While Tolu slept beside me breathing steadily, I stayed awake under the duvet typing replies in secret.

I muted my laughter so my wife would not wake and question the glowing screen.

Cynthia asked about my dreams, my stress, and my ambitions as if I were still becoming something.

She called me romantic when I sent long paragraphs describing imaginary vacations and expensive dinners.

Those compliments felt intoxicating because they arrived without reminders about responsibilities.

Gradually, affection transformed into requests presented gently and strategically.

“Baby, my landlord is disturbing me about rent,” she typed one evening with crying emojis.

I transferred one hundred and fifty thousand naira immediately without asking for proof.

A week later, she mentioned needing bone straight hair for her birthday celebration.

Three hundred thousand left my account that same night without hesitation.

Then she complained about her outdated phone embarrassing her among friends.

I purchased the newest iPhone proudly, imagining her gratitude.

In six months, I spent over two million naira on a woman I had never touched.

Meanwhile, when Tolu requested money for groceries, I complained about expenses and economic hardship.

I handed her five thousand naira and told her to manage carefully until salary day.

I justified everything by convincing myself that men are wired for variety and excitement.

Cynthia finally agreed to meet in person last week after months of virtual intimacy.

She chose the Continental Hotel and asked me to book a room discreetly.

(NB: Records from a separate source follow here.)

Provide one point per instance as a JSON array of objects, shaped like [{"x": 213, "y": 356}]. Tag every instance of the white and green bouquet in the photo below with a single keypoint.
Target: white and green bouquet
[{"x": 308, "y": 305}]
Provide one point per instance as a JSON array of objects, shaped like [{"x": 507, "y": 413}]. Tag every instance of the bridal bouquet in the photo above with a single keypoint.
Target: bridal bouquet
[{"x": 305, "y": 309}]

“I want you to devour me,” she typed boldly, and my heart pounded recklessly.

I told Tolu I had a conference in Abuja and needed to travel for two days.

She nodded calmly and reminded me to call when I arrived safely.

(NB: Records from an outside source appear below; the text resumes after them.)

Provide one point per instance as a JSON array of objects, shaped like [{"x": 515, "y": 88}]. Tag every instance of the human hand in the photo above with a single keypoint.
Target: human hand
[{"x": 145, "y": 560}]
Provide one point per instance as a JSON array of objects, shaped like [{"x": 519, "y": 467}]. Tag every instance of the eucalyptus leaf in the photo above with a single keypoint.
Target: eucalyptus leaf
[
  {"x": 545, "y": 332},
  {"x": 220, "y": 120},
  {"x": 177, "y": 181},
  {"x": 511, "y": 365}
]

At the hotel, I bought champagne and sprayed expensive perfume on my neck generously.

I wore my best boxers and admired myself in the mirror like a younger version of who I used to be.

Room 304 felt like the door to a fantasy I had financed carefully.

My hands trembled slightly as I knocked.

“Come in, the door is open,” a voice responded from inside the dim room.

The lights were low when I stepped inside cautiously.

A woman stood by the window with her back facing me, city lights outlining her shape.

She wore a red dress I recognized because I had ordered it specifically for Cynthia.

Her hair flowed down her back in the bone straight wig I proudly paid for.

My throat felt dry, but desire pushed me forward.

“Cynthia baby,” I whispered softly.

“Turn around and let me see you.”

She turned slowly, and time seemed to hesitate.

It was Tolu.

My wife stood there, not in wrapper or scarf, but in the exact image I thought existed elsewhere.

She looked polished, confident, and painfully beautiful in a way I had ignored at home.

The champagne bottle slipped from my hand and shattered loudly.

“Tolu?” I stammered, unable to process reality.

She smiled calmly, not warmly, but with control.

Without speaking immediately, she picked up her phone deliberately.

She dialed a number and held the screen where I could see.

My phone vibrated in my pocket instantly.

The caller ID displayed “My University Babe.”

My legs weakened and I sat down heavily.

“You?” I whispered, humiliation spreading through me.

“Yes, Kunle,” she replied evenly.

“I was bored too.”

She walked around the room slowly, observing the decorations I arranged for betrayal.

“I wanted to see if my husband was still romantic,” she continued quietly.

“Turns out you are extremely romantic to strangers.”

Her tone remained steady, which made every word sharper.

She picked up her handbag, the Gucci bag I gifted Cynthia months earlier.

“Thank you for the iPhone, the hair, and the two million naira,” she said calmly.

“I used the money to complete my building project in the village.”

My ears rang as if the room pressure changed suddenly.